The rushed and crowded atmosphere of Mark’s gospel is very evident here. There are people everywhere, not only the ones mentioned by name, but “all who were sick or possessed by demons,” and, as if that were not enough, “the whole city was gathered around the door.” Clearly he was exhausted by it, so next morning “while it was still very dark, he got up and went out to a deserted place, and there he prayed.” But even then they came “hunting for him.” “Everyone is searching for you,” they said.
Still, in that push of the crowd he saw individual people, not a crowd. He had time for Peter’s mother-in-law. I have seen great figures in public, shaking hands with rows of people, but never looking at the person whose hand they are shaking; always looking at the next person. It is as if only the abstract crowd existed, not individuals. There was a debate a few years ago between two cardinals about the relationship of the universal Church to local Churches. One held that the essence of the Church is found properly in the universal, while local Churches are limited manifestations of it. The other wanted to see the universal Church as the sum of local Churches. It reminded me of a remark by the German philosopher Hegel, “Would anyone who wished for fruit reject cherries, pears, and grapes, on the grounds that they were only cherries, pears, or grapes, and not fruit?” Abstract ideas can run away with us and make us downplay concrete reality. This is not how Jesus thought and acted.

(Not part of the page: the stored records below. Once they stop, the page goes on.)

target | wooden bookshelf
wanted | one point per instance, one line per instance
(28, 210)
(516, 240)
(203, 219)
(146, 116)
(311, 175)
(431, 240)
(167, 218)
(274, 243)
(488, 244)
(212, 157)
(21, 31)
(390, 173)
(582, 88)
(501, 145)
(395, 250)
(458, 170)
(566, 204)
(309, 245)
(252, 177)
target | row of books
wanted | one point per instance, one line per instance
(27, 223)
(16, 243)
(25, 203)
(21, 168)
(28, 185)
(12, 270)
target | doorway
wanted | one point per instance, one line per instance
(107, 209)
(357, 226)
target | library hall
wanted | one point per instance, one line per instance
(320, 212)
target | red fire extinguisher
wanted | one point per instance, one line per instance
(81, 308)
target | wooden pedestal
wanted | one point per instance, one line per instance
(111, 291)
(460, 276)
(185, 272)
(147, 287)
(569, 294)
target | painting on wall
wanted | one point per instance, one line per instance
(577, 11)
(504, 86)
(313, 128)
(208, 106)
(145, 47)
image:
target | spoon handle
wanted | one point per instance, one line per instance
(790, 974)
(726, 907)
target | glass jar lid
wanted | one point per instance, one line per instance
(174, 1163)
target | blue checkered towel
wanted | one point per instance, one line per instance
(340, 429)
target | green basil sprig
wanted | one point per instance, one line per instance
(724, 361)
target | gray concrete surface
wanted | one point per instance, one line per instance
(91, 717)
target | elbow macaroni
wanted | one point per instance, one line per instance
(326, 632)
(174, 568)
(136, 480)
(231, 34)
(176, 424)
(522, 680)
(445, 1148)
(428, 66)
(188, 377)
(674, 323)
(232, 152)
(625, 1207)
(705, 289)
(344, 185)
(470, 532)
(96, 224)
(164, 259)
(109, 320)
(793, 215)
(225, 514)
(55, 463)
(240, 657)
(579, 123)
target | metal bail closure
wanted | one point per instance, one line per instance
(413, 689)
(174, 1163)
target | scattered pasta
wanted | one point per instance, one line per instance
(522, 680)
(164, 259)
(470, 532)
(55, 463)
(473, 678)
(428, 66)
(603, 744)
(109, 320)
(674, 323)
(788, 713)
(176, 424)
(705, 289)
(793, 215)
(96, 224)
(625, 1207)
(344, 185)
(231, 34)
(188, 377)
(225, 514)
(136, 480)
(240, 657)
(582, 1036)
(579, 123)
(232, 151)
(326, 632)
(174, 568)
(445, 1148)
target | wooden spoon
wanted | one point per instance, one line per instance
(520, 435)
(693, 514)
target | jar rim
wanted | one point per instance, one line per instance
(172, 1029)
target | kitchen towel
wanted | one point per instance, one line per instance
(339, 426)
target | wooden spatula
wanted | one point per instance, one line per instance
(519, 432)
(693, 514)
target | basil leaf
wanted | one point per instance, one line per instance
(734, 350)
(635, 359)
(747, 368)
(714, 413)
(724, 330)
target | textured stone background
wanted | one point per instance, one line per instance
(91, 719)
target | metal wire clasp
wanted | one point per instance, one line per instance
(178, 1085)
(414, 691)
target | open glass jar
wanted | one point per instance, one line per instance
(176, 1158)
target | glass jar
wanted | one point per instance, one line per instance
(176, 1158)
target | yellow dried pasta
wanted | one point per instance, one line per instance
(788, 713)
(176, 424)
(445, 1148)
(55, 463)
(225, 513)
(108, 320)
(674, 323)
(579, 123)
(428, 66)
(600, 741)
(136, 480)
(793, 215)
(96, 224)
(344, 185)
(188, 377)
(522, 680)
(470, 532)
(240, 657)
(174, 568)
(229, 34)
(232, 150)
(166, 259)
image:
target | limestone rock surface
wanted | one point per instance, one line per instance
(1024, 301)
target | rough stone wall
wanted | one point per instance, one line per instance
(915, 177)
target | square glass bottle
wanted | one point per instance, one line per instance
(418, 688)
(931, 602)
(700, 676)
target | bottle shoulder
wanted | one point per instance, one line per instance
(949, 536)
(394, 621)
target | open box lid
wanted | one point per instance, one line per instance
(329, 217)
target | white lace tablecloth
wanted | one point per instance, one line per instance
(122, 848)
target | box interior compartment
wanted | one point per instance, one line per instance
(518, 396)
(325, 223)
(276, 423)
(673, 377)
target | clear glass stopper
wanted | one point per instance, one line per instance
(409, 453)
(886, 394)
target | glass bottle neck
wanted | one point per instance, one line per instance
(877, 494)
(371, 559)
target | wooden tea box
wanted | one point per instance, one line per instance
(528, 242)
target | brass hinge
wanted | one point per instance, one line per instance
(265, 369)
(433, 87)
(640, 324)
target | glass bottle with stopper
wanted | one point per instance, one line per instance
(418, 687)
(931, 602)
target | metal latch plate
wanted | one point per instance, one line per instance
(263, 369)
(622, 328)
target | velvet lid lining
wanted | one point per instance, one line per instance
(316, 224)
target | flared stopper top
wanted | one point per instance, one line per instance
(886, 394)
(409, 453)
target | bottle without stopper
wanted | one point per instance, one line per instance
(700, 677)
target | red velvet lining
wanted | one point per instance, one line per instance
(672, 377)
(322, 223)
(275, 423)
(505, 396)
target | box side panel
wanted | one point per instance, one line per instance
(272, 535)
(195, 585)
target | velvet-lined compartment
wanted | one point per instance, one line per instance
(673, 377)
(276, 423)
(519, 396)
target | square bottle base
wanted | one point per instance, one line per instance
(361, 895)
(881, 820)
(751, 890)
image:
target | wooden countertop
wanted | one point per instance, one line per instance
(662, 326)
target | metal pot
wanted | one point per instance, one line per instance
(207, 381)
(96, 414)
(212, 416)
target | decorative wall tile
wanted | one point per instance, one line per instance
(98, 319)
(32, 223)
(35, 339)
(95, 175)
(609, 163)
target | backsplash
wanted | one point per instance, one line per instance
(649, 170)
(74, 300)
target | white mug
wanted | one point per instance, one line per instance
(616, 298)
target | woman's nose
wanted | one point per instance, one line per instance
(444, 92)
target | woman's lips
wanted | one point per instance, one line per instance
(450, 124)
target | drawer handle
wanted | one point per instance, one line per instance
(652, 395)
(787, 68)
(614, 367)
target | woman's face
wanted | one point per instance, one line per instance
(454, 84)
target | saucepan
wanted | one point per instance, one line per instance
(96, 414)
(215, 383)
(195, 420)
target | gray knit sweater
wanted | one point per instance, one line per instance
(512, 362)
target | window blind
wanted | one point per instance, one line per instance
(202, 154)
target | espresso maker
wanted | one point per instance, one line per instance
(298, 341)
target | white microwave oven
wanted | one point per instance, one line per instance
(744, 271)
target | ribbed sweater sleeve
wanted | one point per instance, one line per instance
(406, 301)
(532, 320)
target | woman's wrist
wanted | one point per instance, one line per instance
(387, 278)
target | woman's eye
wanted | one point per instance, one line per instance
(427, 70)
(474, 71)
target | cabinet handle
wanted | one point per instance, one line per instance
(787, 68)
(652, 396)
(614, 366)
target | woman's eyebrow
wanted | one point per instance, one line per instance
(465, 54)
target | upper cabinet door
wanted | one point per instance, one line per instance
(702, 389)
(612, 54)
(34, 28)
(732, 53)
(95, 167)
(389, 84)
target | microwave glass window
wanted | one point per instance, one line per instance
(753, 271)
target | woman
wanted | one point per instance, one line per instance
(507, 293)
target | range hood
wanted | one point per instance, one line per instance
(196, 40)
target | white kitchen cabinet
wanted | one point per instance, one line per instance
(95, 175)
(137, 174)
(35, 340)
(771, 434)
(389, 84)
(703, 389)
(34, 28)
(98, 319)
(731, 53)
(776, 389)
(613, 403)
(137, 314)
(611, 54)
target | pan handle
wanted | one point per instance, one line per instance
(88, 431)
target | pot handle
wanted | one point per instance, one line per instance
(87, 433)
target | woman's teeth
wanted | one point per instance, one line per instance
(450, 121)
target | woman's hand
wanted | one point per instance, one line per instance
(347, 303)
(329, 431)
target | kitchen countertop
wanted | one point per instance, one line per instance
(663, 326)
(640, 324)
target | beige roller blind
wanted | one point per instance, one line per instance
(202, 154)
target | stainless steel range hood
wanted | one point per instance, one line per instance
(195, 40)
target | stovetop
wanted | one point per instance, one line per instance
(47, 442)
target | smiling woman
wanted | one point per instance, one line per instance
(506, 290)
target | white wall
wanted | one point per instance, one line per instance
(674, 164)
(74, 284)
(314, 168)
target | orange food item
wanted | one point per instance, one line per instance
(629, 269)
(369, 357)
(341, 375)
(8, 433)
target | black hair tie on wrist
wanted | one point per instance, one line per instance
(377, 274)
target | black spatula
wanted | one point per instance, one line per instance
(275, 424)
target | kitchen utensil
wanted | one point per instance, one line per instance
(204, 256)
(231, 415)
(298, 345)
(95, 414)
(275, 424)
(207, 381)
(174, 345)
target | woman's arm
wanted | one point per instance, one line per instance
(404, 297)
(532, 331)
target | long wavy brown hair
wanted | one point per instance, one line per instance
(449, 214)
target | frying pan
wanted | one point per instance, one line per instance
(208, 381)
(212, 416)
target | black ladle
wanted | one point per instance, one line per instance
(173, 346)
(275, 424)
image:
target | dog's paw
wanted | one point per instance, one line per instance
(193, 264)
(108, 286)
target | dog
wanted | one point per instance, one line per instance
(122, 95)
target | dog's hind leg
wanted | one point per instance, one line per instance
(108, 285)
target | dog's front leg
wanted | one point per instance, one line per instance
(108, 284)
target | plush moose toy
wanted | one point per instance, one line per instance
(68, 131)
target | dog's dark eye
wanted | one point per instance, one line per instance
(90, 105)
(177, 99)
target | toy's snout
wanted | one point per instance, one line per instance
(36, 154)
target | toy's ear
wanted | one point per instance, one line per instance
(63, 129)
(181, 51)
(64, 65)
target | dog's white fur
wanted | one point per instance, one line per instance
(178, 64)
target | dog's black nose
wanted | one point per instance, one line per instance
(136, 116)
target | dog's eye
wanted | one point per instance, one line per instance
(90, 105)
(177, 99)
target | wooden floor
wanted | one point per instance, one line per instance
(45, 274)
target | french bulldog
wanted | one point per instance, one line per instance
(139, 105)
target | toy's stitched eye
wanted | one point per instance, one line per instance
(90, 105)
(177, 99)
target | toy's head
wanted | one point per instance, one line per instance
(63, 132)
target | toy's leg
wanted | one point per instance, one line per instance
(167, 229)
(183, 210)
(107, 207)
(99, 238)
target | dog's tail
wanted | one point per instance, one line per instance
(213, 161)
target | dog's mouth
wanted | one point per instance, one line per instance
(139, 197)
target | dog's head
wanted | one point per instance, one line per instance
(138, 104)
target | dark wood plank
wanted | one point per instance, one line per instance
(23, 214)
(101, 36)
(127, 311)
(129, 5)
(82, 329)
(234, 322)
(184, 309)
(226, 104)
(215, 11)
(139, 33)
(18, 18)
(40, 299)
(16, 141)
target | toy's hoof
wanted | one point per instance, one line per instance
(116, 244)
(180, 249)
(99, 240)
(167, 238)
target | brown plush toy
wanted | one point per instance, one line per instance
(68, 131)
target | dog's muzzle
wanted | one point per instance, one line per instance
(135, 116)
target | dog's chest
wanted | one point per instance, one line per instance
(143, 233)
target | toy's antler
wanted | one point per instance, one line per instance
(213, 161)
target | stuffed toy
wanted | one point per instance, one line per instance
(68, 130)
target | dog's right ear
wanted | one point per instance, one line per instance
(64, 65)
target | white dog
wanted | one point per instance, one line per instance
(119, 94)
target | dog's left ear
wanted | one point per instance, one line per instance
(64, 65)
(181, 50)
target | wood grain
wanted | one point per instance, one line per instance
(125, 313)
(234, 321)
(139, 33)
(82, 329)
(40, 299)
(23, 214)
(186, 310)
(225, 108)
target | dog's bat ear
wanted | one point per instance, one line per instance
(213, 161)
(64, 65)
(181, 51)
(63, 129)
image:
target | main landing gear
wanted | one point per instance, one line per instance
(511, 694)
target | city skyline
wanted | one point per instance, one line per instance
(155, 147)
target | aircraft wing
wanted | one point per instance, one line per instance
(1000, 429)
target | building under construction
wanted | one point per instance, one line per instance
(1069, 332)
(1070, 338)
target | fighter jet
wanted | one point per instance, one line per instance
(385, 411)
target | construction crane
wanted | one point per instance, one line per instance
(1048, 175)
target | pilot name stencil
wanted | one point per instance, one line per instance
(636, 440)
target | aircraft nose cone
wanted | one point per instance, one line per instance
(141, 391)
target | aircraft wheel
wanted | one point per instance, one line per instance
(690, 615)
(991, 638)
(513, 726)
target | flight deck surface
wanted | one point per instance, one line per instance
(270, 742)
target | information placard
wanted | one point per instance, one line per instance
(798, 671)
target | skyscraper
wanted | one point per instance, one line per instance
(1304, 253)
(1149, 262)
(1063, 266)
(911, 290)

The great 19th-century preacher, C.H. Spurgeon, wrote: “Very interesting is this little peep into the house of the Fisherman. We see at once…the Lord’s gracious work upon one’s own flesh and blood….Peter’s house was probably a poor fisherman’s hut, but the Lord of Glory entered it, lodged in it, and wrought a miracle in it….God is oftener in little huts than in rich palaces. Jesus is looking around your room now, and is waiting to be gracious to you.”
Jesus went “proclaiming the message and casting out demons.” In the early chapters of Mark’s gospel the emphasis is less on the content of his preaching than on its effects. For example, the leper who was cleansed went away and “spread the word,” but of course the word was word of his healing (1:45). We sometimes speak of the Christian ‘message’ as if it could be written on a piece of paper. But it is a healing, life-giving and liberating word.